Lo ojos de Judas

de Abraham Valdelomar



Páginas: [1]  [2]  [3]  [4]

- V -

Desperté con la idea de la mujer que había visto al dormirme, pero en vano la buscaron mis ojos, no estaba por ninguna parte. Seguramente había dormido mucho, y durante mi sueño, la desconocida, que tenía un vestido blanco, había podido recorrer toda la playa. Observé, sin embargo, los pasos que venían por la orilla. Menudos rastros de mujer que el mar había borrado en algunos sitios, circundaban el lugar donde yo me había dormido y seguían hacia el puerto.

Pensativo y medroso no quise avanzar a San Andrés. El sol iba a ponerse ya, y restregándome los ojos, siguiendo los rastros de la desconocida, emprendí la vuelta por la orilla. En algunos puntos el mar había borrado las huellas, buscábalas yo, adivinándolas casi, y por fin las veía aparecer sobre la arena húmeda. Recogí una conchita rara, la eché en mi bolsillo y mi mano tropezó con un extraño objeto. ¿Qué era? Una medalla de la Purísima, de plata, pendiendo de una cadena delgada, larga y fría. Examiné mucho el objeto y me convencí de que alguien lo había puesto en mi bolsillo. Tuve una sospecha, la mujer; quise arrojarle, pero me detuve.

Guardé la medalla y cavilando en el hallazgo, llegué a casa cuando el sol se ponía. Mi curiosidad hizo que callara y ocultara el objeto; y al día siguiente, martes de Semana Santa, a la misma hora, volví. El mar durante la noche había borrado las huellas donde me acostara la víspera, pero aproximadamente elegí un sitio y me recosté. No tardó en aparecer la silueta blanca. Sentí un violento golpe en el corazón y un indecible temor. Y sin embargo tenía una gran simpatía por la desconocida que vestida de blanco se acercaba.

El miedo me vencía, quería correr y luchaba por quedarme. La mujer se acercaba cada vez más. Me miró desde lejos, quise irme aún; pero ya era tarde. El miedo y luego la apacible mirada de aquella mujer me lo impedían. Acercóse la señora. Yo, de pie, quitándome la gorra le dije:

–Buenas tardes, señora...

–¿Me conoces?...

–Mamá me ha dicho que se debe saludar a las personas mayores... La señora me acarició sonriendo tristemente y me preguntó:

–¿Te gusta mucho el mar?

–Sí, señora. Vengo todas las tardes.

–¿Y te quedas dormido?...

–¿Usted vino ayer señora?...

–No; pero cuando los niños se quedan dormidos a la orilla del mar, y son buenos, viene un ángel y les regala una medalla. ¿A ti te ha regalado el ángel?...

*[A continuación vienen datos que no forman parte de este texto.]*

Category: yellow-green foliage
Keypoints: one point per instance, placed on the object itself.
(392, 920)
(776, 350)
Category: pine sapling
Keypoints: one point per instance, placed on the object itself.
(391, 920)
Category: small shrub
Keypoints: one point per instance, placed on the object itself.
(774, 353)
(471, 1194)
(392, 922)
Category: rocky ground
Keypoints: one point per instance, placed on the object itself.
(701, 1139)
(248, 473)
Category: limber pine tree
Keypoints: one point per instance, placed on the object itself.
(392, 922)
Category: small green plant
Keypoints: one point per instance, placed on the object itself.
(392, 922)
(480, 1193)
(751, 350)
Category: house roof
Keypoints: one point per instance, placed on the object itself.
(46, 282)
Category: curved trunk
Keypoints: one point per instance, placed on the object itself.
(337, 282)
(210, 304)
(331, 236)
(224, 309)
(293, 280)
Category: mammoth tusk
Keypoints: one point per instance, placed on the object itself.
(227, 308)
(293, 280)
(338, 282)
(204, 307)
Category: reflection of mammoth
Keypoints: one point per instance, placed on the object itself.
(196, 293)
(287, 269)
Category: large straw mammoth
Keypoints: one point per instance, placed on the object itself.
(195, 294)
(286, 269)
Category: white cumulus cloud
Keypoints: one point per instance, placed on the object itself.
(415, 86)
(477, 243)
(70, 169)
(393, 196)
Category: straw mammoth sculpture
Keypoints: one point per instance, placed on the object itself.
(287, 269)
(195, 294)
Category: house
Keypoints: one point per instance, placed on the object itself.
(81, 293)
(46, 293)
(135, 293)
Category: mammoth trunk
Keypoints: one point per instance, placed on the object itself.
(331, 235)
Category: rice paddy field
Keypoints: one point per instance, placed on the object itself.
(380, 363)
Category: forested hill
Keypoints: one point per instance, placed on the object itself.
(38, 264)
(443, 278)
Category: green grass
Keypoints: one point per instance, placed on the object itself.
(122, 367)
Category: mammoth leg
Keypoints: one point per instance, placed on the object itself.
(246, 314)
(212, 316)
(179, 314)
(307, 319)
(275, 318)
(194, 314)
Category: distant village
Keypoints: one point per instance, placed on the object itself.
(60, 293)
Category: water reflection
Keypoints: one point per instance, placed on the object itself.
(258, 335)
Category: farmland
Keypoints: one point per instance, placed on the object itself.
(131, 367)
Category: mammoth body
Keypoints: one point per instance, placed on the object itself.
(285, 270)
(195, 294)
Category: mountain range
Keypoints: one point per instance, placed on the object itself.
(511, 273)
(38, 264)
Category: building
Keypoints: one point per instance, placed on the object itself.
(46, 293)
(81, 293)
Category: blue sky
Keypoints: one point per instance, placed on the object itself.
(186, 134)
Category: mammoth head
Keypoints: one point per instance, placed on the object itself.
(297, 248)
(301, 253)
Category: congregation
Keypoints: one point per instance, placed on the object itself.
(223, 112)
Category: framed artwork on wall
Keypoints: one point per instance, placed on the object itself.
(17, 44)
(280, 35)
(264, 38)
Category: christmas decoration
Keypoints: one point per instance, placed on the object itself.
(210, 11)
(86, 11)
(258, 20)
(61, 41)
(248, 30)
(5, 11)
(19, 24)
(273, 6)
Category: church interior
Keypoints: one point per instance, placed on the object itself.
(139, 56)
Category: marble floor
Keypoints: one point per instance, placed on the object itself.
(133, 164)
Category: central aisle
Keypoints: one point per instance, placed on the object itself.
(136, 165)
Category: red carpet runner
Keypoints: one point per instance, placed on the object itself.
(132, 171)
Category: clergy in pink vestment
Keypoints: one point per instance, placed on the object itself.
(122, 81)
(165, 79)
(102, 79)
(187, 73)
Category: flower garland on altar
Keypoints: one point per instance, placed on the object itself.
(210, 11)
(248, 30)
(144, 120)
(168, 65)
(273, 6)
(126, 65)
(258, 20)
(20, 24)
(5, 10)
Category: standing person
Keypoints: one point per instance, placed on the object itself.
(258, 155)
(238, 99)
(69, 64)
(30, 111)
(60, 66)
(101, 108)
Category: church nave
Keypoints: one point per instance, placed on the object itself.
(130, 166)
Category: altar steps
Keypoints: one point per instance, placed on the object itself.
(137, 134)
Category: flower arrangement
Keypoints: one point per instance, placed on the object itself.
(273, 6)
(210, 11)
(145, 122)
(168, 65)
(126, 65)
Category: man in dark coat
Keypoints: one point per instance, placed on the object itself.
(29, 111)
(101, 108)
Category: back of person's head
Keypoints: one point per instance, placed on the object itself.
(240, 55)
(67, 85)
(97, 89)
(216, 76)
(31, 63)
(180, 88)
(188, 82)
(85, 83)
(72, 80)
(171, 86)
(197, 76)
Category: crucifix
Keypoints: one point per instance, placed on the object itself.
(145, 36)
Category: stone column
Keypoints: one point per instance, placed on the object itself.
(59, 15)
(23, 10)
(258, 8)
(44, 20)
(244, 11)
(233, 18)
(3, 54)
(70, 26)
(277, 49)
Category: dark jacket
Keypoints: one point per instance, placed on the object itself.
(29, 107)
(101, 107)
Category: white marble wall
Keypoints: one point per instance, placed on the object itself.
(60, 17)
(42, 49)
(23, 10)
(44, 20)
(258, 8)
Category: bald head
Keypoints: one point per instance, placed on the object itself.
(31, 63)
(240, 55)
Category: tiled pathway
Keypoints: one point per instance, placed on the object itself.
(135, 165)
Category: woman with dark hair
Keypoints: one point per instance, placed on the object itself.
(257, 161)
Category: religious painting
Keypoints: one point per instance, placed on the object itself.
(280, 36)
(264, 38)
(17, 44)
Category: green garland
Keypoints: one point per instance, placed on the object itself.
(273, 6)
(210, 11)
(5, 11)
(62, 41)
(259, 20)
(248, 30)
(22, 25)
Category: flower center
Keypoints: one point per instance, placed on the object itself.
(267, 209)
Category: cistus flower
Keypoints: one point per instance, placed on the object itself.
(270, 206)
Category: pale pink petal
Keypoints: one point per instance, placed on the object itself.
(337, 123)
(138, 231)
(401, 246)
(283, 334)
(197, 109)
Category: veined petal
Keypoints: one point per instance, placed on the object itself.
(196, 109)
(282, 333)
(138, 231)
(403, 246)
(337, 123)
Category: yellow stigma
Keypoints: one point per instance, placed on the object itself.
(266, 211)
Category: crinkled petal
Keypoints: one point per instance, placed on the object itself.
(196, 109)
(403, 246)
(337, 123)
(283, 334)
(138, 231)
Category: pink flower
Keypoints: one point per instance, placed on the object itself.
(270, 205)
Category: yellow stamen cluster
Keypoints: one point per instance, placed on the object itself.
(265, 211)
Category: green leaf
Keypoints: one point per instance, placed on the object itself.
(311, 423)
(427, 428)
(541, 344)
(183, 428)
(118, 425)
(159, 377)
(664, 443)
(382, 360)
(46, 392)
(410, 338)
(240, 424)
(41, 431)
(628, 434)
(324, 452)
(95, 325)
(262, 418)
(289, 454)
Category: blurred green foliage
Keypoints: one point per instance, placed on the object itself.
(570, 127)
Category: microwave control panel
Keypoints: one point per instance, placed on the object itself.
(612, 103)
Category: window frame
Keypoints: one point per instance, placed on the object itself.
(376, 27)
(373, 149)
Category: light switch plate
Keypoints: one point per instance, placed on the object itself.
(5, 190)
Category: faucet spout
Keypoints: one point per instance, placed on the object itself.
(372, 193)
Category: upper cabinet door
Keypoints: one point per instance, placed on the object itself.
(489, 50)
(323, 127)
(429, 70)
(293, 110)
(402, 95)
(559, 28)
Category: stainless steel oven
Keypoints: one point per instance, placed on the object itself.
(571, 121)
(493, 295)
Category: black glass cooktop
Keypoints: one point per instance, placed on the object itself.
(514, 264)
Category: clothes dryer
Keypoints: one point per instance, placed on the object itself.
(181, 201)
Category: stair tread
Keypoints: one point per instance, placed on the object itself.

Yo sonreí incrédulo; la dama lo comprendió, y conversando, perdido el temor hacia la señora vestida de blanco, cogido de su mano, emprendí la vuelta a la población.

Al llegar a la plazuela del Castillo, vimos unos hombres que levantaban una especie de torre de cañas.

–¿Qué hacen esos hombres? -me preguntó la señora.

–Papá nos ha dicho que están preparando el castillo para quemar a Judas el sábado de gloria.

–¿A Judas? ¿Quién te ha dicho eso? Y abrió desmesuradamente los ojos.

–Papá dice que Judas tiene que venir el sábado por la noche y que todos los hombres del pueblo, los marineros, los trabajadores del muelle, los cargadores de la Estación, van a quemarlo, porque Judas es muy malo... Papá nos traerá para que lo veamos...

–¿Y tú sabes por qué lo queman?...

–Sí, señora. Mamá dice que lo queman porque traicionó al Señor...

– ¿Y no te da pena que lo quemen?...

–No, señora. Que lo quemen. Por él los judíos mataron a nuestro Señor Jesucristo. Si él no lo hubiese vendido, ¿cómo habrían sabido quién era los judíos?...

La señora no contestó. Seguimos en silencio hasta la población. Los hombres se quedaron trabajando y al despedirse la señora blanca me dio un beso y me preguntó:

–Dime, ¿tú no perdonarías a Judas?...

–No, señora blanca; no lo perdonaría.

La dama se marchó por la orilla oscura y yo tomé el camino de mi casa. Después de la comida me acosté.